La brebis Dolly est restée dans tous les esprits, premier mammifère cloné en Écosse (1996), reine des tabloïds anglais, souffrant rapidement d’arthrite. Morte la pauvre au bout de 7 années, mais aujourd’hui exposée à jamais aux regards compatissants des visiteurs du Musée royal d’Edimbourg.

Trop loin, trop vite

Que de controverses à l’époque ! Cependant la voie est ouverte. En Espagne , on s’essaie à la renaissance du bouquetin des Pyrénées disparu du paysage, victime de la chasse durant des siècles. Suivent d’autres tentatives sur le dodo, le grand pingouin, le dauphin fluvial de Chine, la tourte voyageuse, le pic impérial.
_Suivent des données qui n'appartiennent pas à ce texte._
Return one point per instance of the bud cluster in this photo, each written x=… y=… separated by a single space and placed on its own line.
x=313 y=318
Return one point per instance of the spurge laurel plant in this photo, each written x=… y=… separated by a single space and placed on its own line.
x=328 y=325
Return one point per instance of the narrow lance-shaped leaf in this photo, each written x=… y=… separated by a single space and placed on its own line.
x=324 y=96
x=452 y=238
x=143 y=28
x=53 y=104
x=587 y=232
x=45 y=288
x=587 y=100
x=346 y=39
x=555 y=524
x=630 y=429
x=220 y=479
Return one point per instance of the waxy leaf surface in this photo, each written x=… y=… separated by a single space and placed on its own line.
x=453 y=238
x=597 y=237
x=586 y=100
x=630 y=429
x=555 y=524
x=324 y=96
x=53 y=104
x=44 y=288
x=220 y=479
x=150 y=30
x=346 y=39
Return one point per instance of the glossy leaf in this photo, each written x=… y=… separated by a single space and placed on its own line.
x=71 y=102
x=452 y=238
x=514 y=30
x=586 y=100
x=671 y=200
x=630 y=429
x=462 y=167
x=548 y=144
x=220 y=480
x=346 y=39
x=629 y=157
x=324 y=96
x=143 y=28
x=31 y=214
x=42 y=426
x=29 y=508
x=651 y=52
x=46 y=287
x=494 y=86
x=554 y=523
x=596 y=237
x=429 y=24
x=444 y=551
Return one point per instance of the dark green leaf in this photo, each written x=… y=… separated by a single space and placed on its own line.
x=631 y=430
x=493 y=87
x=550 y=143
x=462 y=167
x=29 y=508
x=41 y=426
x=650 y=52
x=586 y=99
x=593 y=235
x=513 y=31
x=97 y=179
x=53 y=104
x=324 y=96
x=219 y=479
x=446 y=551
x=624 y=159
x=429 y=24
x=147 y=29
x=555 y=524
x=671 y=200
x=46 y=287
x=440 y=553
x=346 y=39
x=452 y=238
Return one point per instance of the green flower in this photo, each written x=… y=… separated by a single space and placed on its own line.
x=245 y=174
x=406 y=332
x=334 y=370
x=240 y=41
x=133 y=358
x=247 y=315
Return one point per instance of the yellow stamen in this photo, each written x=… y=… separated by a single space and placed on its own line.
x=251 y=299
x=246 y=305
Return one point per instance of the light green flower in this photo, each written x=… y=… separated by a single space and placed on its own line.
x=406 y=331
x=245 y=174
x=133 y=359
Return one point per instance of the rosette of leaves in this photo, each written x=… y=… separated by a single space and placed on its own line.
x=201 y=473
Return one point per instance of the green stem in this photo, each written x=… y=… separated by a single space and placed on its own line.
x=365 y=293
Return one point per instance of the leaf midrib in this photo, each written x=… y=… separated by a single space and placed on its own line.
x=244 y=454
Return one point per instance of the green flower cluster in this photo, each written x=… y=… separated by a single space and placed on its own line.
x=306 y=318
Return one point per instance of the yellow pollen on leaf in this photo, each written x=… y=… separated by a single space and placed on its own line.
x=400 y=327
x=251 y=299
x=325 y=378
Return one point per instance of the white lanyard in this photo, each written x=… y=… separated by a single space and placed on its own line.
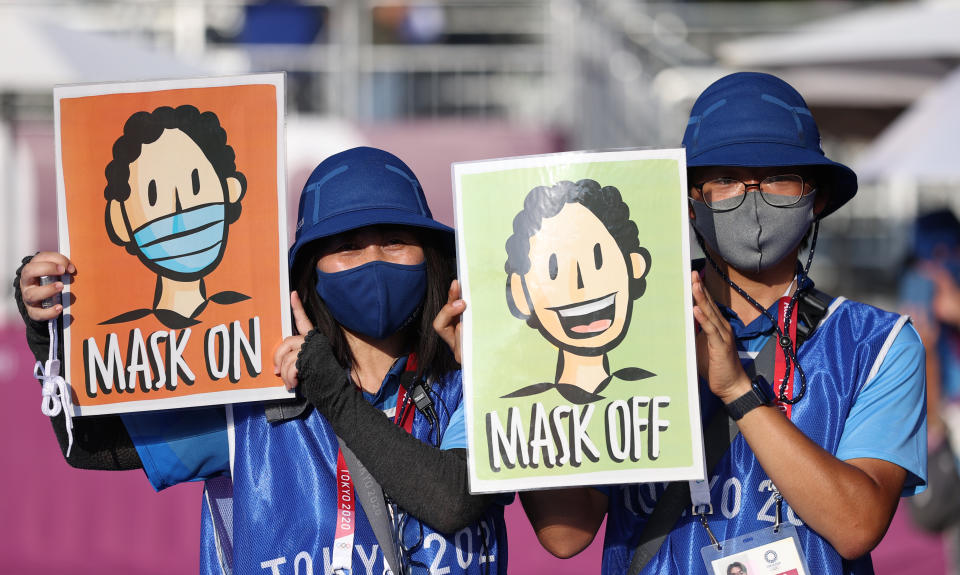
x=56 y=391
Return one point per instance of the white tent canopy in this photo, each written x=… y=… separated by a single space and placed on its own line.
x=888 y=32
x=38 y=54
x=921 y=145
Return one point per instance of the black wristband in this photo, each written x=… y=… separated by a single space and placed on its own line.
x=758 y=396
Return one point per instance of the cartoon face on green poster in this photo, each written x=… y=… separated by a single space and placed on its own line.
x=578 y=352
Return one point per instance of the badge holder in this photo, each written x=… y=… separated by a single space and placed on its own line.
x=768 y=551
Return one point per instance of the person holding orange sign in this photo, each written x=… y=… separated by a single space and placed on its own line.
x=381 y=412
« Tout est allé beaucoup plus loin, beaucoup plus vite que quiconque ne l’aurait jamais imaginé, note Ross MacPhee, conservateur des collections mammifères du Museum de New York. « Si nous parlons d’espèces dont nous avons causé l’extinction, je pense que nous avons l’obligation de tenter de les faire revivre », lui répond Michael Archer, un paléontologue australien.
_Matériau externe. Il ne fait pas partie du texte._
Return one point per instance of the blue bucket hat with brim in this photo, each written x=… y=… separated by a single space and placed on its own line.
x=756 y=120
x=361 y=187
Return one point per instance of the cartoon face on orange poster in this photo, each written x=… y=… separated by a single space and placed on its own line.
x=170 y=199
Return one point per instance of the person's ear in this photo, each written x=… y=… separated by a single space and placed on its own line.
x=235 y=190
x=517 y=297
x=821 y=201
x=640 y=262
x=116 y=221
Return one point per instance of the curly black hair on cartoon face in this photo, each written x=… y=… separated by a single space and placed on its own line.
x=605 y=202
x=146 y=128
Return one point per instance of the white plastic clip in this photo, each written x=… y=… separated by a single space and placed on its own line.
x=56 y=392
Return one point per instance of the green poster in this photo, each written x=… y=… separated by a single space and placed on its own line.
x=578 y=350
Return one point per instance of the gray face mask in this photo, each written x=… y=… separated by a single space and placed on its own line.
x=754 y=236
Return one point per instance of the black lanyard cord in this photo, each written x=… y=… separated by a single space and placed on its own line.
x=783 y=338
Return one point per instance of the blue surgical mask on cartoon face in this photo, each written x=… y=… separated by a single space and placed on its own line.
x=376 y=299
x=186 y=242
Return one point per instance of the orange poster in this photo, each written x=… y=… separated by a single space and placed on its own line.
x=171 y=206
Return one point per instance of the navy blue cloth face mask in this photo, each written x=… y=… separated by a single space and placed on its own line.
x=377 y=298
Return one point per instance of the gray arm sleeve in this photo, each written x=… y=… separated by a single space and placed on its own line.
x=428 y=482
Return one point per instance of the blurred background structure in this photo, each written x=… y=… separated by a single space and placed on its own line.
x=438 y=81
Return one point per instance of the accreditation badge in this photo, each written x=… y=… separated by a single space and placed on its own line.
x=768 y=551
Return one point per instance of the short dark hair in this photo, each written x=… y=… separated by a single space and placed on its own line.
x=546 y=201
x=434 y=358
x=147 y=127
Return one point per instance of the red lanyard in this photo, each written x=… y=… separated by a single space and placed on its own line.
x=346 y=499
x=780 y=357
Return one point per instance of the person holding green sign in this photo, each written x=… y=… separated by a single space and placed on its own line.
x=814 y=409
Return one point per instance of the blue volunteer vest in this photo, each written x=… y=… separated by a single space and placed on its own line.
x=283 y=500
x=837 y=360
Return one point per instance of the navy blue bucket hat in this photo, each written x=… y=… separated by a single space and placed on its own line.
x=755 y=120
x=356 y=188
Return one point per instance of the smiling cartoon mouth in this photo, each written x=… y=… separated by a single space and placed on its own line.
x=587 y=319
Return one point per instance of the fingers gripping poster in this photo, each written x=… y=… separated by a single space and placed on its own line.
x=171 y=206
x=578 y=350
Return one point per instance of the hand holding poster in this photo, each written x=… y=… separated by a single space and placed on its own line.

Plus urgent, sauver ce qui existe

Selon l’UICN, un mammifère sur quatre, un oiseau sur huit, un tiers des amphibiens sont, au niveau de leur espèce, menacés de disparition. Un variété animale ou végétale disparait toutes les 17 minutes.

Pour John Wiens, biologiste de l’évolution : « Pourquoi investir des millions de $ pour ramener une poignée d’animaux du royaume des morts, quand des millions d’autres  attendent encore d’être découverts, décrits ou protégés ? D’une extrême urgence, ce serait de sauver ceux-là d’abord ».

Le rêve de Jurassic Park

Seules d’ailleurs pourraient entrer dans ces techniques de clonage et d’ingénierie génomique, les animaux disparus dans les derniers milliers d‘années, laissant à la postérité des cellules intactes, ou assez d’éléments Adn.

Certainement pas pour exemple le tyrannosaure, éteint il y a des 65 millions d’années, au grand dam des enfants adeptes de dinosaures depuis Jurassic Parc. Des paléontologues américains n’en ont pas abandonné l’idée, bien que des études récentes avancent que l’ADN ne peut survivre pendant des millions d’années.

Obsession autour d’une grenouille

Si le retour du mammouth n’appartient plus au fantasme, le mammifère laineux ne sortira pas des éprouvettes avant de nombreuses années.  Obsession d’un groupe de scientifiques australiens, ceux-là sont parvenus à faire revivre deux espèces de grenouilles locales (rheobatrachus vitellinus et utérus), volatilisées dans les années 80.

Leur particularité, une curiosité reproductive, dite à incubation gastrique, unique en son genre. A l’époque des amours, les grenouilles femelles pondent un nuage d’ovules, que les mâles fécondent avec leurs spermatozoïdes.

A peine nés, déjà morts

Puis les femelles avalent le tout et leur estomac, cessant de secréter de l’acide gastrique aidé par une hormone appropriée, devient utérus. Quelques semaines plus tard, ce sont des bébés totalement formés qu’elles régurgitent de leur bouche.

Les spécimens recréés ne tardent à mourir. Mais les chercheurs se remettent à la tâche et disposent maintenant bel et bien d’embryons de cet amphibien éteint.

Des technologies qui évoluent vite

Ainsi, avancent les avocats de la dé-extinction, ces technologies de plus en plus pointues de clonage pourraient contribuer à sauver des espèces en danger, en premier lieu celles qui ne se reproduisent pas facilement.

Mais faire renaître un seul individu de cette grenouille garantit-il qu’on saura ressusciter l’espèce ? Dans ce cas, où la maintiendrait-on, en laboratoire, en zoo ? Et quel biotope favorable trouvera-t-on pour   le mammouth reconstitué ? Les interrogations abondent.

Un seul clone

En 2003, le groupe franco-espagnol parvient à ramener à la vie ce fameux bouquetin des Pyrénées, une chèvre sauvage, en pratiquant 57 implantations d’ovule dans les femelles porteuses de congénères d’une espèce bien en vie.

Sur 7 gestations, 6 se terminent par des fausses couches. Mais l’une d’entre elles réussit à porter à terme un clone, qui naitra à 2 kilos de poids et, en difficulté respiratoire, mourra au bout de 10 minutes dans les bras d’une chercheur.